Summary: We received a report of an attack vector on containers which share an IPC namespace (definitely Podman, but likely also applicable to Kubernetes, Docker, and other container runtimes). At least two containers are configured with a shared IPC namespace and a cgroup limiting memory. One of those containers is malicious, and contains a binary which creates a large number of IPC resources in /dev/shm, and continues doing so until it is OOM killed. The malicious container is now dead, its cgroup removed, but the IPC resources it created are not; they are tied to the IPC namespace that will not be removed until all containers using it are stopped, and one non-malicious container is holding the namespace open. The malicious container is restarted (either automatically or by attacker control), repeating the process and increasing the amount of memory consumed.
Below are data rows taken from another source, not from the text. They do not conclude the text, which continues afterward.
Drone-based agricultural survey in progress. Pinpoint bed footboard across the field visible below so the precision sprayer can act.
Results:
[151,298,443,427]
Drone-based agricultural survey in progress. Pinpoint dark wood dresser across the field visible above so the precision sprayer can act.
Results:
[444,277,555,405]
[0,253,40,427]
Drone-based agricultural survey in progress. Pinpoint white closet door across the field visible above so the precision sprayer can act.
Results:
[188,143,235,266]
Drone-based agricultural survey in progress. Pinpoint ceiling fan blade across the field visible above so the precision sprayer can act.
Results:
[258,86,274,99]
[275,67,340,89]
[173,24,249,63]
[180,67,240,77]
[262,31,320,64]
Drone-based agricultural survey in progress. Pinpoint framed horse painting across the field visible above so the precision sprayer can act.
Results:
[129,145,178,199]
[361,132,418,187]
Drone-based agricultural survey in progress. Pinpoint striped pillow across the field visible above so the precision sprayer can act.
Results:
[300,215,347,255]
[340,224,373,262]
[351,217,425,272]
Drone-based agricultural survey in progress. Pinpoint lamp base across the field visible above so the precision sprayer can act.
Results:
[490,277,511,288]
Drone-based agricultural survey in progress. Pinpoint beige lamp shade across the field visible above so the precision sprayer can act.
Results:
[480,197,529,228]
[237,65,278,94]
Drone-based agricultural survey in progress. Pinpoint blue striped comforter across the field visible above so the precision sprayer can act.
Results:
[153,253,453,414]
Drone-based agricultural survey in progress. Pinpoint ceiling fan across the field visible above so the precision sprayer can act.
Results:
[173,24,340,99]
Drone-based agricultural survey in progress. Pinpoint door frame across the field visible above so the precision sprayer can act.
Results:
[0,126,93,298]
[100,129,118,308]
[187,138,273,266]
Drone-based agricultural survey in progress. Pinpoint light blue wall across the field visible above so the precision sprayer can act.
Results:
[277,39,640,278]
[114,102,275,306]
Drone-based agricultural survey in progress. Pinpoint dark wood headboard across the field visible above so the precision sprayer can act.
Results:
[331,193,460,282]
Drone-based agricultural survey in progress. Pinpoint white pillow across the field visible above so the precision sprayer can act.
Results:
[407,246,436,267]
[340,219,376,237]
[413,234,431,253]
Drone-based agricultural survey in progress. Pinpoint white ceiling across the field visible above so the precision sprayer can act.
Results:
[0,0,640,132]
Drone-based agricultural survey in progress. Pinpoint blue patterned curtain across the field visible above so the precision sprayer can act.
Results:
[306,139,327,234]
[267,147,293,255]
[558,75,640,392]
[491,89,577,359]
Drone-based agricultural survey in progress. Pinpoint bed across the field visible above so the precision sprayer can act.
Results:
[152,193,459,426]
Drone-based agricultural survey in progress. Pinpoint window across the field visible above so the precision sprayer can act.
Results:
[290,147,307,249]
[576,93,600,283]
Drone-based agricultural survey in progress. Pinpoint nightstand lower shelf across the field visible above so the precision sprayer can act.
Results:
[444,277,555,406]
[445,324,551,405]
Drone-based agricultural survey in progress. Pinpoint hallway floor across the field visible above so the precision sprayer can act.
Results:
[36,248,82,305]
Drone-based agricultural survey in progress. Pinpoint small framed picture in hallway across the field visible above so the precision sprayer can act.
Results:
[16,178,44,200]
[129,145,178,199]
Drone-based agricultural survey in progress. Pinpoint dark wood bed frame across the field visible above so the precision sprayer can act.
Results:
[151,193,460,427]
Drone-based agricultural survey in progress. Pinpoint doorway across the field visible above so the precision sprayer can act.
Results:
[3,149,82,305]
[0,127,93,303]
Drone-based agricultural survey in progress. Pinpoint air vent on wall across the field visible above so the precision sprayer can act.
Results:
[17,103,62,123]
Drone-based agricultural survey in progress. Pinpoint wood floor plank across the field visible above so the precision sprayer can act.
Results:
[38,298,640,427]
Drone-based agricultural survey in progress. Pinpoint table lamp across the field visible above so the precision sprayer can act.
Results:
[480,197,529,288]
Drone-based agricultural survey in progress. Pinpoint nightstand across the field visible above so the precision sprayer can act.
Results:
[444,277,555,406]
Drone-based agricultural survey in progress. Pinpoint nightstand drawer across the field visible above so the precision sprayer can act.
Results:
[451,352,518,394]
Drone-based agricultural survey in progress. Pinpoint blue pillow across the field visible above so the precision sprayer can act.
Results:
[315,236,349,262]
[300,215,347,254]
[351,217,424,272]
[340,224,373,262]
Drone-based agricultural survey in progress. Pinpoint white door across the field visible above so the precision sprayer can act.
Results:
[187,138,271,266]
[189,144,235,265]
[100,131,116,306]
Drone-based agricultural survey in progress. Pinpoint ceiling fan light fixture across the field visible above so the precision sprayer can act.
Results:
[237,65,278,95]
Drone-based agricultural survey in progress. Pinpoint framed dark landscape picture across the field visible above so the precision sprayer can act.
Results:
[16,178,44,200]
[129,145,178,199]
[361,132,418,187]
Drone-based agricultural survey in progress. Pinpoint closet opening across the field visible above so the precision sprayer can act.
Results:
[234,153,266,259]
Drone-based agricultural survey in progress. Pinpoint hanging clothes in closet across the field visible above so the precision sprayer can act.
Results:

With a container configured to restart always (e.g. `podman run --restart=always`) this results in a memory-based denial of service of the system. Podman Version: Version 5.0.0-dev and before
the issue is that the allocated memory is assigned to the container cgroup that has a memory limit, if that limit is hit the kernel refuses to allocate more. But if the container exits, the shared memory is not freed and it is still allocated to the first cgroup, that is not accessible anymore from user space (but it seems to be still referenced internally in the kernel). When the container exits, we create a new one, that uses the same cgroup name and it also has a limit set. In this way the container can be restarted multiple times and each restart can leak memory since the cgroup seems to not be freed internally. I've not looked into the code, so this analysis is only based on my observations from user space, it might be completely wrong :-) If I am not wrong, then I think the sensible thing to do in this case would be to migrate the memory allocated to the cgroup that was destroyed to another cgroup using that same IPC. In this way from userspace we can avoid the issue by making sure each cgroup has a limit set, and that there are no leaks once a cgroup is deleted. I think we should add "Waiman Long <llong>" to the conversation. It seems I am not allowed to do it
Added llong to CC list
(In reply to Giuseppe Scrivano from comment #11) > the issue is that the allocated memory is assigned to the container cgroup > that has a memory limit, if that limit is hit the kernel refuses to allocate > more. > > But if the container exits, the shared memory is not freed and it is still > allocated to the first cgroup, that is not accessible anymore from user > space (but it seems to be still referenced internally in the kernel). > > When the container exits, we create a new one, that uses the same cgroup > name and it also has a limit set. > > In this way the container can be restarted multiple times and each restart > can leak memory since the cgroup seems to not be freed internally. > > I've not looked into the code, so this analysis is only based on my > observations from user space, it might be completely wrong :-) > > If I am not wrong, then I think the sensible thing to do in this case would > be to migrate the memory allocated to the cgroup that was destroyed to > another cgroup using that same IPC. In this way from userspace we can avoid > the issue by making sure each cgroup has a limit set, and that there are no > leaks once a cgroup is deleted. > > I think we should add "Waiman Long <llong>" to the conversation. > It seems I am not allowed to do it There is actually upstream discussion about this specific problem. In the case of shared memory, memory ownership is assigned to the memory cgroup of the first process that uses it. References to that shared memory can be present in other memory cgroups. When the owning cgroup has exited all its processes and to be destroyed, it remained in the zombie state because of the additional references to the shared memory. AFAIK, there was no consensus on the best way forward the last time I checked. I need to check again to see if there is progress on this issue.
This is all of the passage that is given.